# Problem With Electrical Outlet



## Scott C (Oct 16, 2008)

Last trip out we had out tacky lights plugged up to the outdoor outlets while over at a neighbors camper. When the wife, kids and I returned to the Outback I noticed that the lights were still plugged in but not on. I didn't give it a lot of thought until we tried watching the television right on the other side of the wall inside. I checked fuses, loose connections etc and nothing looked wrong. My intention was to have it checked out when our trip was over. Just for jollys the next night I plugged in the outdoor lights and they came right on, television, no problem.

Can anyone give me insight as to why the outlets were out for 24hours? Has anyone else had a similar problem?


----------



## GarethsDad (Apr 4, 2007)

My outside outlet is run through the gfci in the bathroom. Perhaps someone pushed in the reset? James


----------



## Scott C (Oct 16, 2008)

Thats probably not it in my case. The Bathroom and the outlet in question are on opposite sides of the camper.


----------



## Steelhead (Nov 14, 2005)

If it isn't a GFI thats tripped, my guess would be a loose connection on the receptacle itself. I would pull the outlets out and check the wires for tightness. One could be loose someplace and just making intermittent contact. Hope this will help.

Dallas


----------



## puffer (Aug 28, 2008)

Scott C said:


> Thats probably not it in my case. The Bathroom and the outlet in question are on opposite sides of the camper.


Beleive it or not they may be on the same circut. My Bathroom,kitchen and outside outlet are all on the same Gfi.Dont ask how i found this out.


----------



## CamperAndy (Aug 26, 2004)

Scott C said:


> Thats probably not it in my case. The Bathroom and the outlet in question are on opposite sides of the camper.
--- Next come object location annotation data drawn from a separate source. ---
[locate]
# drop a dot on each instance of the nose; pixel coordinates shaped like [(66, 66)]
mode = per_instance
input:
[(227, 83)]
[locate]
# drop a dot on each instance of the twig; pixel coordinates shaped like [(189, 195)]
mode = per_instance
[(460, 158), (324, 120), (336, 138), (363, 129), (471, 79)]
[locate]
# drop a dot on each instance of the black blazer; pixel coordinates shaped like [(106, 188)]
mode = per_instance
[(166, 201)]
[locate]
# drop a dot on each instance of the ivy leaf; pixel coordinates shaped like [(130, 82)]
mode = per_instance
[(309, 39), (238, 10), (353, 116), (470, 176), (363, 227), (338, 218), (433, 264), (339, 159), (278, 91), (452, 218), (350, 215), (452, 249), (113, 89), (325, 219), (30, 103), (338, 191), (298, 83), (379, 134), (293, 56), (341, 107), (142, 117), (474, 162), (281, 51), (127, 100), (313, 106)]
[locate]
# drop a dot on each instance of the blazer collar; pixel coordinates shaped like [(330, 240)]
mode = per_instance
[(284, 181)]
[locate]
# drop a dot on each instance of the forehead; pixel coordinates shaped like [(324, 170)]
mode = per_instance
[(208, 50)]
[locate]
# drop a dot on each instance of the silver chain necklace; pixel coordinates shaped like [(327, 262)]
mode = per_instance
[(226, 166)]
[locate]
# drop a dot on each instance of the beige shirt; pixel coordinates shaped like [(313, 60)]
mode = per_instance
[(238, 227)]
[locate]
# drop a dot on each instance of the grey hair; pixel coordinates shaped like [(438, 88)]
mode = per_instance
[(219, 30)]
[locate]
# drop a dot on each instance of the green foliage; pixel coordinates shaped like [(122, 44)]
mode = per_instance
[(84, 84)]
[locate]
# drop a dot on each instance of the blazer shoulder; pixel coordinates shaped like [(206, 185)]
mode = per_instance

It doesn't matter how far apart they are. They GFI is in the bathroom and it is tied to the kitchen outlets and the outside outlet. They can also be tied to outers but not always.


----------



## Rubrhammer (Nov 27, 2006)

The outside outlet has to be on the GFIC. Here is what the rv wiring looks like on the back side of the recepticle. its a wonder they all don't burn up. No screws just blades that slice the insulation.
Bob









http://i282.photobucket.com/albums/kk244/r...pg?t=1245019003


----------



## Scott C (Oct 16, 2008)

Thanks for all the input. The GFCI will be the first thing I check if the outlets decide to not work when camping the 4th weekend. It is very possible that one of my little ones pushed the test button.


----------



## roo camper (Sep 17, 2008)

you might want to check the bathroom faucet connections, one was loose and leaking slightly running over the edge of the counter top causing the GFI to trip causing me to scatch my head.


----------